We have only told one other person that this film exists. The last of the three of us left alive will leave instructions as to where to find this evidence.
The last of the three…
Nelson goes back to Hugh Anselm’s unfinished letters. Maybe you too have had a letter from Daniel?
He hears Irene Hastings’ voice, the first time he met her. Well, there were a few young boys. You could be in the Home Guard if you were too young or too old to fight. I’m not sure about Hugh or Danny. Archie’s still alive, though…
Danny. Daniel. The mysterious third man. The man whose surname no-one remembers. The man who has vanished. But Hugh had a letter from him and, knowing Hugh, he will have kept the letter.
He goes back through the file, his eyes trained for any name beginning with D. Daniel Abse, the MP. Danny de Vito, the actor (Hugh was an unexpected fan of the American sitcom Taxi). Daniel Barenboim (admired for his work in the Middle East). But no letters from an ex-comrade called Daniel or Danny.

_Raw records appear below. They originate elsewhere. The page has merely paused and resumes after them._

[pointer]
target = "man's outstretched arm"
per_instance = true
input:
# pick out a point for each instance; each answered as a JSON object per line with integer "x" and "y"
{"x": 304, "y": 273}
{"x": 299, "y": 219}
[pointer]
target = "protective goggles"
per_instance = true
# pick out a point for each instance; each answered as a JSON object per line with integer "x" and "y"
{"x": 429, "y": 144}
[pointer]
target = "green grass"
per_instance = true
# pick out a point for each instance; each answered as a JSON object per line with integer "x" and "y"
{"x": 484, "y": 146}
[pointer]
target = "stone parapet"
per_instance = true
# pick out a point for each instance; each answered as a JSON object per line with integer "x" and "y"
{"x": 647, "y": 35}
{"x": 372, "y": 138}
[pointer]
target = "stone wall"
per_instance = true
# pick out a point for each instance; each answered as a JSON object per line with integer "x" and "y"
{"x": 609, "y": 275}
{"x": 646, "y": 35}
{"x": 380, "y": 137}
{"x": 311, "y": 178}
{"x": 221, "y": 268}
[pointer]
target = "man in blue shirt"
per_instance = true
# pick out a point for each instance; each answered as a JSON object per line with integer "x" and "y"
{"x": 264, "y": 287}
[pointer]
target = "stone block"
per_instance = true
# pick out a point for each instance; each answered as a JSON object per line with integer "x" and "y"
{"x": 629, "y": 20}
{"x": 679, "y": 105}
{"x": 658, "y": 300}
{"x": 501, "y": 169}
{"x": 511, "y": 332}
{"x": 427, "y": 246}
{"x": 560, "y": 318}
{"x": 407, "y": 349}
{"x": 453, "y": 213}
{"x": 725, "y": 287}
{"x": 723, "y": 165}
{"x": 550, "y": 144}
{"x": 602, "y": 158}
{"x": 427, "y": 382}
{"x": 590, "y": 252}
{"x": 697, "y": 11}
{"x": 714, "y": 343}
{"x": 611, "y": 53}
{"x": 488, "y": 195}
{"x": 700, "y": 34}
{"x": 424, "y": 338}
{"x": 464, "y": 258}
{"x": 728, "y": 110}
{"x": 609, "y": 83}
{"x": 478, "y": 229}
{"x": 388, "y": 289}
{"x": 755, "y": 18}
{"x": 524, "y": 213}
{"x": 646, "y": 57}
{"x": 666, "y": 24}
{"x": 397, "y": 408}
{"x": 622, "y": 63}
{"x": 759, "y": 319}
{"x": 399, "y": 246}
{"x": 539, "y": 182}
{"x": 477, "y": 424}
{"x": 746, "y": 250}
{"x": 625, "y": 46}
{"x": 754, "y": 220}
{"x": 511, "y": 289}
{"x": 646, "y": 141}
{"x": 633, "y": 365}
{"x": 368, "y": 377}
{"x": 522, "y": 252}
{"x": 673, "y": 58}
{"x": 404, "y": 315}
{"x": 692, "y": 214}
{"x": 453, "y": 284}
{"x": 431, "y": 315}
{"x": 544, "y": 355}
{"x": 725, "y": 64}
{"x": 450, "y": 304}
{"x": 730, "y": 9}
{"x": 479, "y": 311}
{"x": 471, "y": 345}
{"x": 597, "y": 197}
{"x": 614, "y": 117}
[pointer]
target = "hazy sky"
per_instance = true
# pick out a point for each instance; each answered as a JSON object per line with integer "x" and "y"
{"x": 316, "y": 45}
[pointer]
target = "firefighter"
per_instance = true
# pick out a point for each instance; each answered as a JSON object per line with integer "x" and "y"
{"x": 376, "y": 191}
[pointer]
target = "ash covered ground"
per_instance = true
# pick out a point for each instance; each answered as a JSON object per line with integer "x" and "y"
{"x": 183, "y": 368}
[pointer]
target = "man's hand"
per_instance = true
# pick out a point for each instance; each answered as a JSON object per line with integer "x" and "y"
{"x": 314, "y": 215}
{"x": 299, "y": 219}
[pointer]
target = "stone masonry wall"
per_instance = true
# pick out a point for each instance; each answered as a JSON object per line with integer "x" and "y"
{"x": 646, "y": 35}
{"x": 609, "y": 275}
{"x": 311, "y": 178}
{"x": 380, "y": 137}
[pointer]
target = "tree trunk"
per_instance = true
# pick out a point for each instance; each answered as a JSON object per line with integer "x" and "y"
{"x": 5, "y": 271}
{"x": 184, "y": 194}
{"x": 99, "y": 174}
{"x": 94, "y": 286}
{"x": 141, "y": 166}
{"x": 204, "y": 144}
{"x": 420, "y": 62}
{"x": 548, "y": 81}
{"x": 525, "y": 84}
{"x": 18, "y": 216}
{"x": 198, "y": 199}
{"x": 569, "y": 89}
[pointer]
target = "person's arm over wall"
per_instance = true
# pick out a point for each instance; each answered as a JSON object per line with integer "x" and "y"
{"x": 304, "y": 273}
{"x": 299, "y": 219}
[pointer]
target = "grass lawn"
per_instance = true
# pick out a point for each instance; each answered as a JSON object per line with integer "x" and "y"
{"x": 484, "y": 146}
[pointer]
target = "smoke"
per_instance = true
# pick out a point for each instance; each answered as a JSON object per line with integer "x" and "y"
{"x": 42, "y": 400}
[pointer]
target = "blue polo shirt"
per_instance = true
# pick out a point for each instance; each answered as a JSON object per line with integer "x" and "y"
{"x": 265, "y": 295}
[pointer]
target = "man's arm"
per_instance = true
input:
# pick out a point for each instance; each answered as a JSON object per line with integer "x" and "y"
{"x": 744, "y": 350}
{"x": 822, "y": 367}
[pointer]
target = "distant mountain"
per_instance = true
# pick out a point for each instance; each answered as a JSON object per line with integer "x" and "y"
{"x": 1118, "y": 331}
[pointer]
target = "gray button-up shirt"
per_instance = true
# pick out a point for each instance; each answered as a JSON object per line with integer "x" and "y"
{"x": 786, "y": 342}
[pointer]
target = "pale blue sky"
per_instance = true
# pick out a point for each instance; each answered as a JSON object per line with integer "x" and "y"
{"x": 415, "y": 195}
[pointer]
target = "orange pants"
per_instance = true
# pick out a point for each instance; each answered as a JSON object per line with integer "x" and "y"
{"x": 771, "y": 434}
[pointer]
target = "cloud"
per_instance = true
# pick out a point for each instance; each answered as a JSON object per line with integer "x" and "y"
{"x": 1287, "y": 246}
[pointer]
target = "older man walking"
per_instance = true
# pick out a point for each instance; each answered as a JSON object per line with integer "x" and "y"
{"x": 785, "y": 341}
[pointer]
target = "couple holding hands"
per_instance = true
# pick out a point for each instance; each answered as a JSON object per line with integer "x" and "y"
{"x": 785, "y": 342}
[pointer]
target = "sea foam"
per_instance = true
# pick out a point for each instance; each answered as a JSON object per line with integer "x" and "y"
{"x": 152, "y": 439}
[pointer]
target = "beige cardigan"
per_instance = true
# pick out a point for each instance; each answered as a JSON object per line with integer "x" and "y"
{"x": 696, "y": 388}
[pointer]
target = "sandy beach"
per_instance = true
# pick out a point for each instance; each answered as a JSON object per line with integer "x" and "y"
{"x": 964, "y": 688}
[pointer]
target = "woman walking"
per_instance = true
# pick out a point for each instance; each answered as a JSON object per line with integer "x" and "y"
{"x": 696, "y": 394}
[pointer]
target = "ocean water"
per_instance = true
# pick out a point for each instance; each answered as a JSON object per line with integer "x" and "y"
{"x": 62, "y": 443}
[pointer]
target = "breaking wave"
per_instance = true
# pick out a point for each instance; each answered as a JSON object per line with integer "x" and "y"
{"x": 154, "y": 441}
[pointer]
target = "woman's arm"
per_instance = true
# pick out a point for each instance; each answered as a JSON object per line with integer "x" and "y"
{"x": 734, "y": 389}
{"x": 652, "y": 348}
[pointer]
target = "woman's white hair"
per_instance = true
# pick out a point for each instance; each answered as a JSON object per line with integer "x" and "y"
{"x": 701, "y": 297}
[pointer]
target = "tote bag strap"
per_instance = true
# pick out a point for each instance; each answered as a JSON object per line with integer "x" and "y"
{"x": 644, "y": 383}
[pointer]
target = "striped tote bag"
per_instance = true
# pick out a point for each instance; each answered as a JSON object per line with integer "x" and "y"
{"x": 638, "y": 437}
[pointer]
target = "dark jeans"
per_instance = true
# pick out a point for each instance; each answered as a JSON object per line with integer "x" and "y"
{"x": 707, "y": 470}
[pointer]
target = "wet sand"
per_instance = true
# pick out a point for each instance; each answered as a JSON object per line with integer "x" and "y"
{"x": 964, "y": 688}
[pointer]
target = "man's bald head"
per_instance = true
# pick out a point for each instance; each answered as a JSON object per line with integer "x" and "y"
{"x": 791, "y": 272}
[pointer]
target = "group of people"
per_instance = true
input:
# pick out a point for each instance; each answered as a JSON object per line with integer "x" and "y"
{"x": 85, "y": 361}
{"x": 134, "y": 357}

Eventually, in desperation, he goes back to the Broughton and Rockham Parish News. There, between a recipe for snoek casserole and an exhortation to Dig for Victory, he finds it. December 1940.
TRAGIC DEATH OF BROUGHTON LAD
The body washed ashore on the beach at Broughton was yesterday identified as being that of Daniel West, 18, son of Marjorie and the late Lawrence West of the High Street, Broughton. Daniel was an apprentice fitter at Jensen’s Garage and a keen member of the Home Guard. He was hoping to be called up in the New Year. Mr Stephen Jensen, 50, described the boy as ‘a real hard worker’ and offered his condolences to his mother.
So Daniel West had died, only a few months after the six Germans were murdered. It seems inconceivable that neither Irene nor Archie would remember this fact. But not as inconceivable as the fact that Hugh Anselm apparently had a letter from Daniel some seventy years after he died. It can’t be the same Daniel. Surely?
He jumps because his phone is ringing. He can’t find it at first because it has fallen into the box of papers. He gets it on the last note of the ring tone.
Clough.
‘You’d better get down here, boss. It’s that girl, Maria. She reckons someone’s trying to kill her.’